Does this mean Apple has to devest from it Chip Design division, it software development organizations, its retail stores, its online store, its streaming services, it wearable health business, where does the line get drawing. Keep in mind most all of this was home grown. It not like the days of Rockefeller who bough up every competitor up and down stream of his business so it controlled the entire value stream. BTW when the government broke up Standard oil it actually made more money for the Rockefellers, since they owns shares in all the pieces which all grew even larger since they provided services beyond just the Rockefeller businesses. 

The rule use to be does the consumer pay more or loose benefits from a single company doing what they are doing, thus the term antitrust/anticompetitive. Today they are not looking at whether the consumer is harmed ie paying more or not having a choice, they looking at if company is just too big, since they can not prove a consumer pays more. We all know you pay more for an iPhone, but you can always buy a lower cost competitors phone. On Amazon you still have choice and the price is not the same so their is competition and many time the prices are lower than anywhere else so consumer are not paying more.

Im not surprised, they wont in forced the existing law but they will keep making more laws to keep job relevance 

maestro64 19 Years · 5029 comments

It looks like the bill will ban Apple from pre-install any of its own apps and services. This bill only applies to companies with a Market cap of $600B as you can see they are only targeting big companies not your local grocery stories so they can do what they like by limiting your chooses as long as you choose the store brand. 

maciekskontakt 15 Years · 1168 comments

And why does this need to be limited to BigTech only or telecommunication like in the past? Why not financial services as well... or any other type of industry? Hostile acquisitions are everywhere. I was part of one in the past. Product killed for sake of inferior product from acquiring company. They would tell you different story out of fear.

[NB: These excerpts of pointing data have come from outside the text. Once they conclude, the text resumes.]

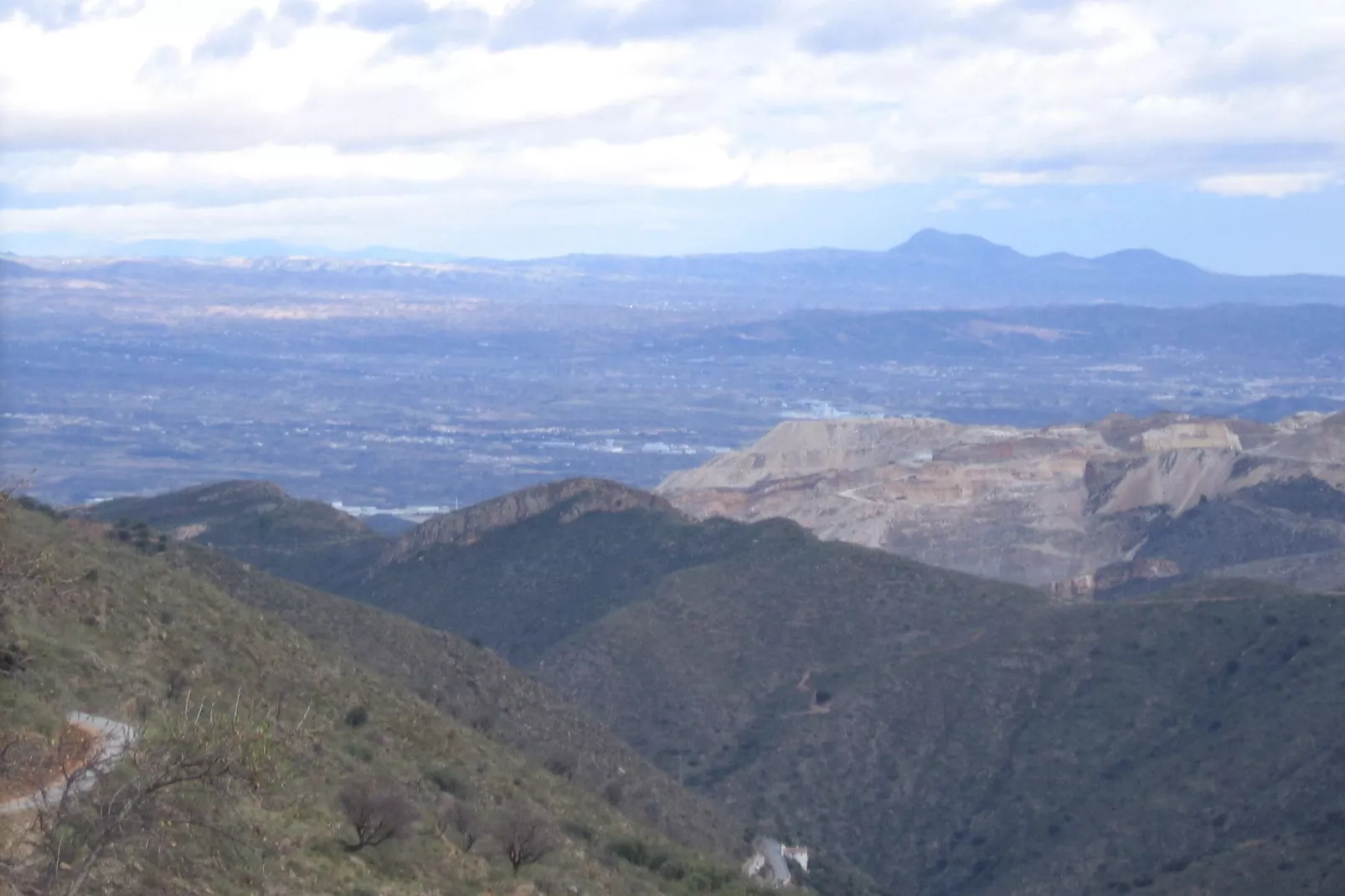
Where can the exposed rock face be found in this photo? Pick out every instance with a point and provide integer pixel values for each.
(466, 526)
(1038, 506)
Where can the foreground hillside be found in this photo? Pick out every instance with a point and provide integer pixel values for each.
(1065, 506)
(273, 739)
(946, 734)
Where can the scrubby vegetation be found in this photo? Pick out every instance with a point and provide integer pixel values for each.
(245, 718)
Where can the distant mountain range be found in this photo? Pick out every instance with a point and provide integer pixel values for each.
(932, 270)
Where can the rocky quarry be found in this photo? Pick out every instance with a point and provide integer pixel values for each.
(1079, 509)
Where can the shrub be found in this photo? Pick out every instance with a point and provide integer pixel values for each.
(523, 836)
(448, 782)
(461, 821)
(375, 811)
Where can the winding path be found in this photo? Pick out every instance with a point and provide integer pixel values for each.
(108, 742)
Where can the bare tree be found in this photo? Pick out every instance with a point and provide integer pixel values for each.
(377, 811)
(461, 821)
(523, 836)
(170, 796)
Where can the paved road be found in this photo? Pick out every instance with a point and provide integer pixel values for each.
(109, 742)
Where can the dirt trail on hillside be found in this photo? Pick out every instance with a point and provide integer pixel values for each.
(86, 744)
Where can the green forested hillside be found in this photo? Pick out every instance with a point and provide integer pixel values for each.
(946, 734)
(297, 735)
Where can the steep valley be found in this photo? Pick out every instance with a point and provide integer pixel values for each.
(943, 732)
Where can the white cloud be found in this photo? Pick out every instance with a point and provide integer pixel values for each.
(1276, 186)
(126, 112)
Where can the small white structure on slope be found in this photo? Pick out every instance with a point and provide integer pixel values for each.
(770, 863)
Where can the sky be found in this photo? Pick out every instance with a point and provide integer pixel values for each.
(1209, 130)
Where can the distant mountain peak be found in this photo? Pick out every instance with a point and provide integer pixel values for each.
(940, 244)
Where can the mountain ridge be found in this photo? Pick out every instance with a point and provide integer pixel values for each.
(931, 270)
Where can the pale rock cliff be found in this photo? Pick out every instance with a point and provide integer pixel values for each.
(1040, 506)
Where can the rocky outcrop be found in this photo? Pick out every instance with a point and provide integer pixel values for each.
(1038, 506)
(579, 496)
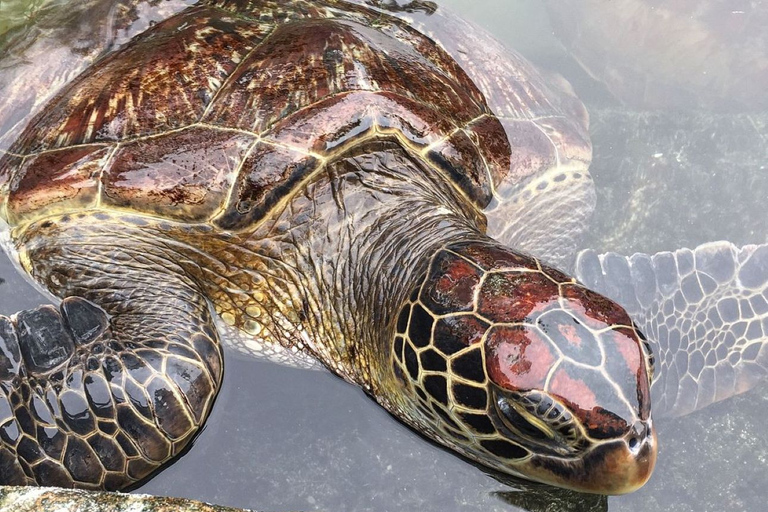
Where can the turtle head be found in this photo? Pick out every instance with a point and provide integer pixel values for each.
(519, 367)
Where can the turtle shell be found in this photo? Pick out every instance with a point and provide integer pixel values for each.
(219, 112)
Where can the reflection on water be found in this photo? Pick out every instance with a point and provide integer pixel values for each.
(283, 439)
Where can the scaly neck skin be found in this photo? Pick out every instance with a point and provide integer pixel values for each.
(356, 242)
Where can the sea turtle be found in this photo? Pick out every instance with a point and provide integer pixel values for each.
(314, 181)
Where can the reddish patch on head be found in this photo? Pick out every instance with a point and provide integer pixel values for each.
(456, 333)
(493, 257)
(595, 310)
(509, 297)
(576, 391)
(585, 405)
(518, 358)
(450, 285)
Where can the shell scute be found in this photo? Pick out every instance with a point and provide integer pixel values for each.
(163, 80)
(267, 174)
(184, 175)
(310, 79)
(65, 178)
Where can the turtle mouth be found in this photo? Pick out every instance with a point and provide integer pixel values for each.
(538, 421)
(563, 455)
(619, 466)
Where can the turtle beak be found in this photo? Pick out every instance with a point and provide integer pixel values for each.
(619, 466)
(625, 465)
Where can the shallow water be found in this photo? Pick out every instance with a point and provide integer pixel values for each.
(283, 439)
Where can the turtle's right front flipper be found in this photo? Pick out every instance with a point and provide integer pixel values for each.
(705, 310)
(102, 390)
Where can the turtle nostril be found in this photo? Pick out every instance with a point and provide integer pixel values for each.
(638, 434)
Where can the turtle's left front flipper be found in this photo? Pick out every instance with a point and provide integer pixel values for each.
(101, 391)
(704, 310)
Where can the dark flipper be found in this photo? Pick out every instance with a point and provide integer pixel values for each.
(116, 381)
(705, 311)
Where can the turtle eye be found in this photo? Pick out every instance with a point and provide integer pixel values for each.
(650, 359)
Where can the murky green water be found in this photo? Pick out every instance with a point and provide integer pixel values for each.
(282, 439)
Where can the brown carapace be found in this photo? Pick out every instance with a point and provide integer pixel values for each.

tht 23 Years · 5654 comments

maestro64 said:
It looks like the bill will ban Apple from pre-install any of its own apps and services. This bill only applies to companies with a Market cap of $600B as you can see they are only targeting big companies not your local grocery stories so they can do what they like by limiting your chooses as long as you choose the store brand. 

Oh, the set of bills do far worse than this. There are provisions that prevent the platform owner from changing the platform, like an API, unless it is approved by a gov't approved committee. Ie, Object Capture would need to be approved by someone other than Apple. Swift concurrency has to be approved by someone other than Apple. Deprecating an API has to be approved by someone other than Apple.

And the $600B market cap is utterly insane. Tesla's market cap has been hovering around $600B or more over the last 6 months. So, they don't count because they are not a "technology" company? Then, it's "market cap". Market cap is determined by the sales of a company's stock by various institutional investors. Literally, a bunch of rich white dudes sitting around doing nothing but buying and selling this or that company's abstracted parcels of ownership of a company.

There's nothing stopping the market cap of all these companies down below $600B, yet they would still hold the same market power that they currently have. Ie, these bills are passed. Apple's market cap drops below $600B. What happens than?